F. Mark Wyatt, 86, C.I.A. Officer, Is Dead

F. Mark Wyatt, a career Central Intelligence Agency officer who played a significant role in the agency's first major cold war covert action, an operation to swing the Italian elections of 1948, died on Thursday in Washington. He was 86.

The cause was complications of a stroke, said his daughter, Susan Wyatt.

Mr. Wyatt joined the C.I.A.'s clandestine service in 1948, months after the agency's birth, and plunged into its first successful covert effort. The mission was to ensure the electoral victory of Italy's Christian Democrats over the Communist Party.

Mr. Wyatt helped deliver millions of dollars to the eventual victors; the precise cost of the covert campaign has never been declassified, though the details of the operation were.

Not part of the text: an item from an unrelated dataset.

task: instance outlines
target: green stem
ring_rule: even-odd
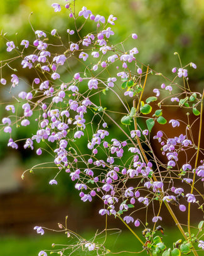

"We had bags of money that we delivered to selected politicians, to defray their political expenses, their campaign expenses, for posters, for pamphlets," Mr. Wyatt said in a 1995 interview recorded for "Cold War," a 1998 documentary shown on CNN. Suitcases filled with cash had changed hands in the four-star Hotel Hassler in Rome, he said. The Christian Democrats won the elections by a comfortable margin and formed a government that excluded the Communists.

The C.I.A.'s practice of buying political clout was repeated in every Italian election for the next 24 years, and the agency's political influence in Rome lasted a generation, declassified records show.

Mr. Wyatt spent most of his next two decades with the C.I.A. in Italy, becoming deputy chief of the Rome station in 1964. He worked as a liaison aide with South Vietnam's spies at the Saigon station in 1968 and 1969; at the C.I.A.'s New York base, focusing on the United Nations, from 1970 to 1972; and as chief of station in Luxembourg from 1972 to 1975. After his retirement, he worked to help Soviet defectors start new lives in the United States.

Felton Mark Wyatt was born in Woodland, Calif. He graduated from the University of California, Berkeley, in 1942, and served in the Pacific on the destroyer Conner in World War II. He joined the C.I.A. after earning a degree in foreign affairs at George Washington University.

In 1951, he married a fellow intelligence officer, Ann Appleton Wyatt.

Besides his wife and daughter, of New York; surviving are two sons, Alan, of Carrboro, N.C., and Thomas, of Warwick, Mass.; and four grandchildren.